En près de 500 pages, Pierre-François Souyri dresse un portrait saisissant du Japon face à une nouvelle réalité.
Pendant de longues décennies, en Occident, on s’est persuadé que le Japon avait procédé à son ouverture et à une occidentalisation à marche forcée sans que cela ne suscite aucune difficulté ou presque. A partir du moment où les Japonais ont commencé à se vêtir comme les Anglais ou les Français, les Occidentaux ont cru que le pays du Soleil-levant avait délibérément tout oublié de son passé pour tout copier. Mais c’est oublier le vieil adage selon lequel l’habit ne fait pas le moine. “Il m’est vite apparu que la société japonaise était très conflictuelle, bien loin du consensus qui semble la caractériser. A la fin du XIXe siècle, il existe une conflictualité sociale très forte déjà présente pendant la période précédente, mais la nouveauté à l’époque est liée au fait qu’un certain nombre de personnes – des journalistes, des intellectuels – réfléchissent à cette conflictualité pour lui donner du sens. Et ce sens, elles ne vont pas nécessairement le chercher dans le discours occidental”, poursuit l’historien dans un entretien qu’il nous a accordé. Il fallait donc rapporter cette réalité qui permet de mieux appréhender l’évolution du Japon jusqu’à aujourd’hui. D’ailleurs, ce n’est pas tant le titre que le sous-titre qui est important dans ce livre remarquable et indispensable.

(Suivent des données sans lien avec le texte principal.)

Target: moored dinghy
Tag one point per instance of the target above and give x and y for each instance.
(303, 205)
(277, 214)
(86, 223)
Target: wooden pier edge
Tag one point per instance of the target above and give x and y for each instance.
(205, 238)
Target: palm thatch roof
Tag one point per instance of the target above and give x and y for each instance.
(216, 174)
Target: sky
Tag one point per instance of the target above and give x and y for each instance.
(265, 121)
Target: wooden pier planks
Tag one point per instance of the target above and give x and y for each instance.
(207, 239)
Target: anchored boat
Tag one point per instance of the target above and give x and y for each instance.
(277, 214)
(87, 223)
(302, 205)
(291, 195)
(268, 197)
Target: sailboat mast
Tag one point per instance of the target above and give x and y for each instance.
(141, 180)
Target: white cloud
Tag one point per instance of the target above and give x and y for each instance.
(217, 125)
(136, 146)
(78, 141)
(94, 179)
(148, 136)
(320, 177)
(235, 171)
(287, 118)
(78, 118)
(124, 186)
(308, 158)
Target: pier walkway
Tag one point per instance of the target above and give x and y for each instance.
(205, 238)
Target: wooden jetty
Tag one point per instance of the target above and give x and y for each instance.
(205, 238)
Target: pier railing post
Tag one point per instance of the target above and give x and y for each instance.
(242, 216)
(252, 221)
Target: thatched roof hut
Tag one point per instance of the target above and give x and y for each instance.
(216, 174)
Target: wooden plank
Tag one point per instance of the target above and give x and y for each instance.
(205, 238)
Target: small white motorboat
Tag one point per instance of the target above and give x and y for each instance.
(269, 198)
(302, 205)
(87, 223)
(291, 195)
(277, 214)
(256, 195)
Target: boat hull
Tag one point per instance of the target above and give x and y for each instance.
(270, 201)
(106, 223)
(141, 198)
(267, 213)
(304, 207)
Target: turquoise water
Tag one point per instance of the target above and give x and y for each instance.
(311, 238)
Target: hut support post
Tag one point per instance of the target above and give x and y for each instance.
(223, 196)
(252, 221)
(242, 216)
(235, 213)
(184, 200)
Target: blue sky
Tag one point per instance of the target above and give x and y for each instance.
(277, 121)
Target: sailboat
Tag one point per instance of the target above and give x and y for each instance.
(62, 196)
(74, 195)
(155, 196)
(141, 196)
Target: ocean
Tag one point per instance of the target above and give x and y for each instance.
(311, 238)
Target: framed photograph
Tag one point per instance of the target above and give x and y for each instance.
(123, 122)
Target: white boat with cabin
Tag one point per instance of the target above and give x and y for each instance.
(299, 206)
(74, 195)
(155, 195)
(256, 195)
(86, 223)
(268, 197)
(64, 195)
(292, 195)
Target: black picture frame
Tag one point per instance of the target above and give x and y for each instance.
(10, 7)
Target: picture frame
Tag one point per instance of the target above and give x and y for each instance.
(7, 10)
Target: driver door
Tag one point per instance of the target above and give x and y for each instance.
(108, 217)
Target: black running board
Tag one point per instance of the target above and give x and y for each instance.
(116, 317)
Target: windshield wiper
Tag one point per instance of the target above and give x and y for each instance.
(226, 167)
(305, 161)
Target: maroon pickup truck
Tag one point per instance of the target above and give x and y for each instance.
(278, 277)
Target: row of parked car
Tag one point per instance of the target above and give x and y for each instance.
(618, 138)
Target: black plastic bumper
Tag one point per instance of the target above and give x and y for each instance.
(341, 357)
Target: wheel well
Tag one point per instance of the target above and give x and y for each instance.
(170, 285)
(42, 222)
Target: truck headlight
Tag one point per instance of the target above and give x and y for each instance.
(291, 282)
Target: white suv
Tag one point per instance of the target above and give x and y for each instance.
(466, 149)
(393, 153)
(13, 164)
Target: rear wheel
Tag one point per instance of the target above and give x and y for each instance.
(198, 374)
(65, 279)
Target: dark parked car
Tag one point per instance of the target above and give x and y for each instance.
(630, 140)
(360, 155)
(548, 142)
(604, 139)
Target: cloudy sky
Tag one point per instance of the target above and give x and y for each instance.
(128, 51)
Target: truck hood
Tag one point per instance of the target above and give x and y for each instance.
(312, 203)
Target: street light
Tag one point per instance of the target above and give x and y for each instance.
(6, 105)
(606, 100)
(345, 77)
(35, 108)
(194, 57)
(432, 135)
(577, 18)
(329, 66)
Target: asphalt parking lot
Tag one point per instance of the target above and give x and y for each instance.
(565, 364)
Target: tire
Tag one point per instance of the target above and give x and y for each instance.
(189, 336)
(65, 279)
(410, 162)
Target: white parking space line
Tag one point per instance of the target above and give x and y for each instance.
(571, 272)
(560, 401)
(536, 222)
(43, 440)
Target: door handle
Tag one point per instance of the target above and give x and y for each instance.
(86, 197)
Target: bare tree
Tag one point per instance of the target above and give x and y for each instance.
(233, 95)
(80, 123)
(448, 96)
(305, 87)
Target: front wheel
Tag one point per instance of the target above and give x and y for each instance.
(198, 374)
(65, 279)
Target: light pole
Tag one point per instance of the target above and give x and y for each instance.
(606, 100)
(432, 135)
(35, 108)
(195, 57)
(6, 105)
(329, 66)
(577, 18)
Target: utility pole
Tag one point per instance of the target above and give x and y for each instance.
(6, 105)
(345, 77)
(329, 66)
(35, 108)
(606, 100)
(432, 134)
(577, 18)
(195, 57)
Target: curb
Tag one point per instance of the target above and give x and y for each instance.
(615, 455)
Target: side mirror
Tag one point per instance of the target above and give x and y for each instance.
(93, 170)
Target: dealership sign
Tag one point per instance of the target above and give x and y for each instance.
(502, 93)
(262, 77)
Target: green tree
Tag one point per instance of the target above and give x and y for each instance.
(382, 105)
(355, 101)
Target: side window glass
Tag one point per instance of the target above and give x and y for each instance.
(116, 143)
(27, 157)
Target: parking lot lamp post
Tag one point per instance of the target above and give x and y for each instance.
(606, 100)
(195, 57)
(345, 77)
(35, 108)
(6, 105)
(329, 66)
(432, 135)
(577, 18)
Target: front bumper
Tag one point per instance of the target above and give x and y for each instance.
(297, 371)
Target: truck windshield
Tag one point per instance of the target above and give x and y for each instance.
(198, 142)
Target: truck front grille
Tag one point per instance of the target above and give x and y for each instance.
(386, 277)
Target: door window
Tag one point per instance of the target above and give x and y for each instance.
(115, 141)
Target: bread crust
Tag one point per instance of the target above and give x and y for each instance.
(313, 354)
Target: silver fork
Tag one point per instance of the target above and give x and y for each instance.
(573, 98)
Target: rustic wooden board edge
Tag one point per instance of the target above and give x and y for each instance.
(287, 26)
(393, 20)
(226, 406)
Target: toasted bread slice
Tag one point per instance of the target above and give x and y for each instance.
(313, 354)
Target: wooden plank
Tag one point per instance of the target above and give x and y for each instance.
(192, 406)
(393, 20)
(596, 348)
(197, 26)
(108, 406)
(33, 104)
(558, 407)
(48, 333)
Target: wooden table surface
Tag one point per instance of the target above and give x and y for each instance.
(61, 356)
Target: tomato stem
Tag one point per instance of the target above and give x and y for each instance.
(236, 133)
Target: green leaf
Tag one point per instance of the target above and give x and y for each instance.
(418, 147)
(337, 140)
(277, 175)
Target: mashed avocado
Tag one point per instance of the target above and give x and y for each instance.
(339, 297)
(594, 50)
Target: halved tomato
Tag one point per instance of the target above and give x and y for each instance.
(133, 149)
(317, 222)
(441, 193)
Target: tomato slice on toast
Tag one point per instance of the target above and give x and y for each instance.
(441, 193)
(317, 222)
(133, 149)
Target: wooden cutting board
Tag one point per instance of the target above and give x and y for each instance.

“La modernisation a donc au moins autant fonctionné comme anti-occidentalisation que comme occidentalisation, elle fut autant une réaction à la domination de l’Occident que son acceptation”, écrit Pierre-François Souyri. Car au moment où les Occidentaux font leur entrée au Japon, la pensée qui domine alors est celle issue des grands classiques chinois et adaptée aux réalités du pays. C’est elle qui va guider en partie les décideurs et les intellectuels japonais face à la modernité qui n’est pas une spécificité occidentale. La rupture viendra plus tard, au tournant des années 1920, lorsque la première génération d’étudiants formés depuis le primaire à des modèles plus proches de ceux de l’Occident trouvera dans le marxisme à la fois une aspiration à la pensée occidentale et à la critique sociale. “Ces gens-là penseront alors dans d’autres catégories. Et c’est alors une des grandes réussites du marxisme au Japon puisque pour ces jeunes étudiants cette pensée leur apparaît comme un discours scientifique et contestataire”, nous explique l’auteur. Or il montre dans son ouvrage l’existence d’une pensée critique qui ne doit rien à Marx bien avant cet âge d’or marxiste dans l’archipel. Il relate en détail les mouvements ouvriers qui protestent contre un capitalisme en plein essor et souligne l’importance du féminisme qui n’a pas eu besoin des suffragettes pour exister. En lisant son livre, on ne peut s’empêcher de penser au Japon actuel où l’on parle régulièrement de la nécessité d’une nouvelle ouverture, mais où le gouvernement cherche à entretenir un nationalisme pour empêcher le pays de sombrer dans une trop forte dépendance vis-à-vis des Etats-Unis. Pierre-François Souyri montre qu’à la fin du XIXe siècle, les autorités japonaises ont utilisé le shintoïsme et le confucianisme pour limiter l’influence de l’Occident. N’est-ce pas ce que le Premier ministre Abe tente actuellement de reproduire ? Sa visite au sanctuaire d’Ise, fin mai, en compagnie des dirigeants occidentaux du G7 n’en est-elle pas la plus récente illustration ? Voilà pourquoi cet ouvrage est une lecture essentielle. C’est une belle leçon d’humilité pour les Occidentaux qui demeurent persuadés de leur suprématie, mais c’est aussi une extraordinaire introduction au Japon contemporain. Une fois refermé ce livre, nul doute que le lecteur portera un autre regard sur l’évolution de l’archipel.
Odaira Namihei
Références
Moderne sans être occidental : Aux origines du Japon d’aujourd’hui, de Pierre-François Souyri, coll. Bibliothèque des histoires, Editions Gallimard, 25€.